The horseshoe staircase in the Cour des Adieus. It doesn't actually go anywhere -- you enter the chateau for the tour on the right.

The chateau closed at 6 every day, so we had to move our operations to a big room at the back of the town hall. This is also (not coincidentally) where we pulled our all-nighters.

We stayed in a dormitory (Fontainebleau is home to a branch of the Ecole des Mines, a tech school, and thus has some student housing) and a hotel, the Carpe d'Or. I was in Crous (is that how it was spelled? don't remember), thedorm. The only source of free internet was, alas, in the student office, a fifteen-minute jaunt away by foot. (This doubtless brought about the serious lack of blogging during the time period, though overall busy-ness had to do with that, as well.) I managed to not take a single picture of my digs while I was there, but rest assured: It was TWICE AS BIG as my apartment in Kyoto. It was approaching Midwestern in scale, even.

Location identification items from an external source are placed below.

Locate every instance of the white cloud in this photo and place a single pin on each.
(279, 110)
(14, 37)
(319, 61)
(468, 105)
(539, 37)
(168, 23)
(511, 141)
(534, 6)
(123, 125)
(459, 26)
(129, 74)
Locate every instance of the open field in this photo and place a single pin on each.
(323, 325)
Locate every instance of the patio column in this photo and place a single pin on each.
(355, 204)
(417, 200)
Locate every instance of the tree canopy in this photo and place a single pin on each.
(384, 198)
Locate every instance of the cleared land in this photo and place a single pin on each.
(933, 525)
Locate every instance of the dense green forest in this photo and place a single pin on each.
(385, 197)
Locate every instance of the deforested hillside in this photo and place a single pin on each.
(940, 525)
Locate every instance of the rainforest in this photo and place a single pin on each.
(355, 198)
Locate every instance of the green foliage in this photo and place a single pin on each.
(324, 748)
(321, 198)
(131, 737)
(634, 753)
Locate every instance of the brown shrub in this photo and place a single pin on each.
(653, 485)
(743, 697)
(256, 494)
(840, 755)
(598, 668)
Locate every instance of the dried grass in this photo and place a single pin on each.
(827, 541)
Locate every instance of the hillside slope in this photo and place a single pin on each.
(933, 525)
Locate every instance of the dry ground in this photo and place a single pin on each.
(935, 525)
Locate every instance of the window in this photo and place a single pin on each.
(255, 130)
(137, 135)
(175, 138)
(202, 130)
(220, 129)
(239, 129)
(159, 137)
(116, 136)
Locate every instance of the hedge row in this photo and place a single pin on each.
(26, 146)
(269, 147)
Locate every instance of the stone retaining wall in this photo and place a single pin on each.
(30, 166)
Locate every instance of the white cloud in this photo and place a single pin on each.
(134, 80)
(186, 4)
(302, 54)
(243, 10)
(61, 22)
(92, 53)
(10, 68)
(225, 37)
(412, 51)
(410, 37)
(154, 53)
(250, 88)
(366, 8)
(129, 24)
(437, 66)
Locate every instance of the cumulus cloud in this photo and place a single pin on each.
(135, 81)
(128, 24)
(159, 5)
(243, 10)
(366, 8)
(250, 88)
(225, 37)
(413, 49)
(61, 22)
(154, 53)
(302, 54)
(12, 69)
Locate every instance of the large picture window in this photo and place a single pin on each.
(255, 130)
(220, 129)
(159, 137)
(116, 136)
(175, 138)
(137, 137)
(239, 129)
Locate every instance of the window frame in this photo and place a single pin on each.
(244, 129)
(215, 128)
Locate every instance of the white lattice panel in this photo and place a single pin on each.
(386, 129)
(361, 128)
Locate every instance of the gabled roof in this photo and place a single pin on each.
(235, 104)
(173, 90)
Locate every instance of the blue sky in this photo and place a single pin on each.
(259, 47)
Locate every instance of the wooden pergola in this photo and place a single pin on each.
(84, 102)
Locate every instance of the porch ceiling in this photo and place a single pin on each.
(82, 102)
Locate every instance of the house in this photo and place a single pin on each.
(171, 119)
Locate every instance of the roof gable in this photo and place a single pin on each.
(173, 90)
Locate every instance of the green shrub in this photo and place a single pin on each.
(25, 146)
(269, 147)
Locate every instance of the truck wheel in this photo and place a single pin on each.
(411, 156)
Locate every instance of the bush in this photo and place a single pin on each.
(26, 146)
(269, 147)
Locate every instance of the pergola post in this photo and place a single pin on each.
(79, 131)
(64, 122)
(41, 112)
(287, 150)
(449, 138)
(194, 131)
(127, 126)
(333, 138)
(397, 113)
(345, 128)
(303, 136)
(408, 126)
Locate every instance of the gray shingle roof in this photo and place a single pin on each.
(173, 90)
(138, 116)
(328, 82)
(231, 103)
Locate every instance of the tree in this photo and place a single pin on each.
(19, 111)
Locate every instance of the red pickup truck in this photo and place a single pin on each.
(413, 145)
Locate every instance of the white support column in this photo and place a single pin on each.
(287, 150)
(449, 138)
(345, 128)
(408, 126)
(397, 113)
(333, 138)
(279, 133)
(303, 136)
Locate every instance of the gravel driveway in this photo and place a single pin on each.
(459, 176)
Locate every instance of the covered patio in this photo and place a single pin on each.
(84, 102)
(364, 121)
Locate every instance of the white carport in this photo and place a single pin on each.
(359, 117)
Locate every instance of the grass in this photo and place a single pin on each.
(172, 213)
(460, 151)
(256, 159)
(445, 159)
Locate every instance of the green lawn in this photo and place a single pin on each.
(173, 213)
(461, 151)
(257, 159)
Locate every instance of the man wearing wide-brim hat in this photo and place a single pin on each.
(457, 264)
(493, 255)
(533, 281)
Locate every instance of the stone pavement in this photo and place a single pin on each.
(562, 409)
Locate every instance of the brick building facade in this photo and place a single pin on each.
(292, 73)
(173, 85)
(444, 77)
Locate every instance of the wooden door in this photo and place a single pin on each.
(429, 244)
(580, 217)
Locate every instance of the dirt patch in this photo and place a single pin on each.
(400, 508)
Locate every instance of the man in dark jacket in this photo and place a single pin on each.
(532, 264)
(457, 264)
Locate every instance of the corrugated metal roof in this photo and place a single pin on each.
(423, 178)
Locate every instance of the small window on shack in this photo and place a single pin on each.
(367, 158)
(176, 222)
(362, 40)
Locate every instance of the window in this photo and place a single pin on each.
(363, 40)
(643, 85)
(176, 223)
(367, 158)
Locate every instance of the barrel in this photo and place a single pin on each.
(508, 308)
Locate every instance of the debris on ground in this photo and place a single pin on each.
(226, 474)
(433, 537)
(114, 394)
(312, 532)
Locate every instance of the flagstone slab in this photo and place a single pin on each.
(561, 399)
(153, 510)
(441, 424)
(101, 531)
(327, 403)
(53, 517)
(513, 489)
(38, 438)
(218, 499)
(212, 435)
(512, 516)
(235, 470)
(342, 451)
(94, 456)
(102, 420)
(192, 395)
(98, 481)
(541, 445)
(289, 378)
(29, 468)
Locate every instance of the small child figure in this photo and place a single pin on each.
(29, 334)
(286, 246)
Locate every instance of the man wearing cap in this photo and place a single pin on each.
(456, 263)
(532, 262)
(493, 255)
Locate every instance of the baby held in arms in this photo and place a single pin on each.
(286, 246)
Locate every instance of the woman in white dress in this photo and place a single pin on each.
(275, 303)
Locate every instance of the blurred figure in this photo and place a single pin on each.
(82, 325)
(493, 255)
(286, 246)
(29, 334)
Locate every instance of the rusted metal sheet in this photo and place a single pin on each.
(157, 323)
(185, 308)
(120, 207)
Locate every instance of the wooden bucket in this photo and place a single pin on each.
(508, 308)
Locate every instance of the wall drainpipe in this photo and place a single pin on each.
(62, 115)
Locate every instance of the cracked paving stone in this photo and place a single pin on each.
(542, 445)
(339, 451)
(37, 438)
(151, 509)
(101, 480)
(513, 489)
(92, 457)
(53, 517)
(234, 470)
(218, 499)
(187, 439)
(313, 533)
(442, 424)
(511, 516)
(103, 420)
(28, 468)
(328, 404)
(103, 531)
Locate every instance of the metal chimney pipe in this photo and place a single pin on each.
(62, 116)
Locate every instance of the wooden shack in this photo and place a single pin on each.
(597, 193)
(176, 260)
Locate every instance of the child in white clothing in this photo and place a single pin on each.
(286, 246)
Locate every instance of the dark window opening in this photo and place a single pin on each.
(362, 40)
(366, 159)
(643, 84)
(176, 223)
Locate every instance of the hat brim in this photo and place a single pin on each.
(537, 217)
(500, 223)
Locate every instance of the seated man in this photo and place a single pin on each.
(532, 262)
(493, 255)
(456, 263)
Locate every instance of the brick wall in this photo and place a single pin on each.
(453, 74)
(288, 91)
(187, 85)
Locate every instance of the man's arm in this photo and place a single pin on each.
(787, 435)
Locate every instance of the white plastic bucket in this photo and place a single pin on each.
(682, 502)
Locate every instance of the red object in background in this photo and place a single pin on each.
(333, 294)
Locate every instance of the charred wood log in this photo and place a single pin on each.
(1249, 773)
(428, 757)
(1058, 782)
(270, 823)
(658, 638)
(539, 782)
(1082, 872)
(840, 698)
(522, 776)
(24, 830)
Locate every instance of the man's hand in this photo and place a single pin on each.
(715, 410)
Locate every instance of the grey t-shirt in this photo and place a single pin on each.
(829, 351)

In Fontainebleau everything closed at 8. When there were student shindigs, we had to be sure that everything (i.e. snacks and wine) was purchased in our free hour between the end of class and the beginning of the dinner. (We ate every night at a restaurant called the Troubador at 7:30. It was decent food, though there were definitely a couple nights when I ate copious quantities of bread and salad and left without feeling too bad about missing the main course. (Whatever it was, it always came in sauce. Lots of sauce.) Behind the chateau is a canal, dug by one of the Louis-es so he could have nice long royal promenades alongside it.

Lesson number two. I can't pronounce a French r, but rosé is the sort of wine I most consistently find tasty.

The program had planned for us a number of excursions, including to the Opera Garnier, the gardens at Courances, and of course the final expedition to Normandy. We made good use of a bus.

Me on the roof of the Opera Garnier (on which the Phantom of the Opera is based.) Yeah. Also surreal.

Lesson number 3. (The last before I publish this; hopefully I will find time and motivation to write a little bit more about this stuff later.) I can focus on drawing or taking really good photos, but not both.

I admit I got a bit intimidated -- I was surrounded by people with really good cameras and lots of practice, and my $200 Sony Cybershot was just not measuring up. That being said, I was also anxious for this to be the first summer in three that I didn't lose or annihilate a camera (though I did lose a sketchbook at the beginning of the trip -- I was INCREDIBLY ANGRY.)

That decision, to focus on drawing rather than photography, meant that I ended up with a lot of sketches like this, showing the entrance to the Cour Oval (I think that's what it's called) at the back of the chateau at Fontainebleau.

And you know, I was pretty happy with that.